Of course, translating the vectors into successful hand-eye coordination is another matter. There's nothing quite like the satistfaction of seeing your ball slam confidently into the pocket, or just drop in with its very last bit of momentum. Nonetheless, I can play and not care in the least if I play badly, or whether I win or lose. Every now and then I'll say to Enrico, "Oh, let's go to Jillian's and play pool!" And because he's a good egg, he always humors me.

Jillian's is a real Seattle establishment, a large pool hall overlooking Lake Union which draws people of all ethnicities and walks of life. The tables around us today included families with children (allowed in only during the afternoons), a group of older African-American gentlement who handled their cues with casual elegance, and a rather rednecky crowd whooping it up near the bar. Pool seems to be popular in the Asian community, and there are always a few tables of Asian patrons. Easily identifiable are the clean-cut students from Seattle Pacific University, a Free Methodist college up the street (the Free Methodist once were the liberal branch of Methodism, opening up their congregations in the 1800s to all races and abolishing the payment-based pew system - hence the "Free" in their name - but their radical progressivism stalled in the 1800s and they still prohibit drinking, dancing and playing cards; apparently, pool is not considered a threat to the immortal soul, however.)

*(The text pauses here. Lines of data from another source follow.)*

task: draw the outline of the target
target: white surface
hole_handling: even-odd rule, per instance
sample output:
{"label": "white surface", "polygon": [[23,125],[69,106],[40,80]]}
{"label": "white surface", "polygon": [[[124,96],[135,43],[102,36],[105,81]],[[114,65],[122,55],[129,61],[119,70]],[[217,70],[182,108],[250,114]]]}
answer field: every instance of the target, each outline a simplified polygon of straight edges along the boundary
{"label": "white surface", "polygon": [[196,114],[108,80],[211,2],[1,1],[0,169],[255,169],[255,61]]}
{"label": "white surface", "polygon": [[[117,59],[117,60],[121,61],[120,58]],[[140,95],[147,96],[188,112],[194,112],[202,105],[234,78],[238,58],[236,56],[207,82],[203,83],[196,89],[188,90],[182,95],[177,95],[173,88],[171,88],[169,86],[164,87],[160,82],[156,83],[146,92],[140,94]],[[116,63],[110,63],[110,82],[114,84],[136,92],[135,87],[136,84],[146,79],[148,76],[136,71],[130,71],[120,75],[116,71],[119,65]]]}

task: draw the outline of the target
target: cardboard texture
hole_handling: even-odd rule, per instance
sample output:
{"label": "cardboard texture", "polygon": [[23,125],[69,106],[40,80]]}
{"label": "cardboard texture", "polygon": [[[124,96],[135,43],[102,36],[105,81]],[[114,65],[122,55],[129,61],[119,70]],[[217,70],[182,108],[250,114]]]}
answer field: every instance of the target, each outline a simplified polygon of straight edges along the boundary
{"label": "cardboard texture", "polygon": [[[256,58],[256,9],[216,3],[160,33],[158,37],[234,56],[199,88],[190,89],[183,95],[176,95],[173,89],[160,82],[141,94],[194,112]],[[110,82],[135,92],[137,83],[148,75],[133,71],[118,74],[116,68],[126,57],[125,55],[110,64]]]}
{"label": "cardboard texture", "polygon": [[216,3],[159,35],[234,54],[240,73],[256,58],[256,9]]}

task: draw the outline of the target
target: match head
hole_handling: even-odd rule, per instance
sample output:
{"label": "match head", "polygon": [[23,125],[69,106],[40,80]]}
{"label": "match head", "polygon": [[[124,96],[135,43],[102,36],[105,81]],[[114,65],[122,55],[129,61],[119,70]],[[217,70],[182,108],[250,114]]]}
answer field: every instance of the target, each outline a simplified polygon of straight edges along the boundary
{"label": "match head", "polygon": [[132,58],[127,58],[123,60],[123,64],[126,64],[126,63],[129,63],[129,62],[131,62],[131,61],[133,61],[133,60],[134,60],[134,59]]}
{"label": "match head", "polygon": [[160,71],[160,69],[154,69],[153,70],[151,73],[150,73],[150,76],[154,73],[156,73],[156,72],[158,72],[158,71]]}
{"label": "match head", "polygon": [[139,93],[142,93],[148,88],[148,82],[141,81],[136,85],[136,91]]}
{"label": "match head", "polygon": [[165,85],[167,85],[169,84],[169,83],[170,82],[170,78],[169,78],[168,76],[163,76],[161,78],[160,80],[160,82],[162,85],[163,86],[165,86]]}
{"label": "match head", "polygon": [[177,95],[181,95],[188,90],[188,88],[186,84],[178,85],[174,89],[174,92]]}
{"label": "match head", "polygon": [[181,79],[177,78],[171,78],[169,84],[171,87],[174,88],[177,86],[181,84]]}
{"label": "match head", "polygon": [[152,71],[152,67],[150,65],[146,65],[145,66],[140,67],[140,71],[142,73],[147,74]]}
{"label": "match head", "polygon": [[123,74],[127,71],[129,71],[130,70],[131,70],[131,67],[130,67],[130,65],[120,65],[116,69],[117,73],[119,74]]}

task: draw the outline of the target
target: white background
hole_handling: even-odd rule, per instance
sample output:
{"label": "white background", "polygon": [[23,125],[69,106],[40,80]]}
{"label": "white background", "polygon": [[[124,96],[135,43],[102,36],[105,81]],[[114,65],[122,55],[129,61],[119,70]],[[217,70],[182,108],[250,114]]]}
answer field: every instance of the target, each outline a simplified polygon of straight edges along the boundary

Today, there was a formal tournament going on at Jillian's, and people strode by with their personal cues in leather shoulder bags, very Color of Money. And in fact the walls are adorned with blown-up black-and-white stills from movies with pool-playing scenes. Elegant characters in tuxedoes and evening gowns, down-and-out rascals in dive bars, aristocratic Brits playing billards (and Jillian's does have one true billards table, expansive and pocketless, sitting majestically in the prime window spot; one of these days I'll learn to play that game too).

I just love that place, even with the cigarette smoke and the incredibly slow service and the eight million televisions showing every sporting event anyone could conceivably want to watch. I just gaze out at the lake, take a swig of my beer, and then lean out over that expanse of green to line up my vectors - and life is good.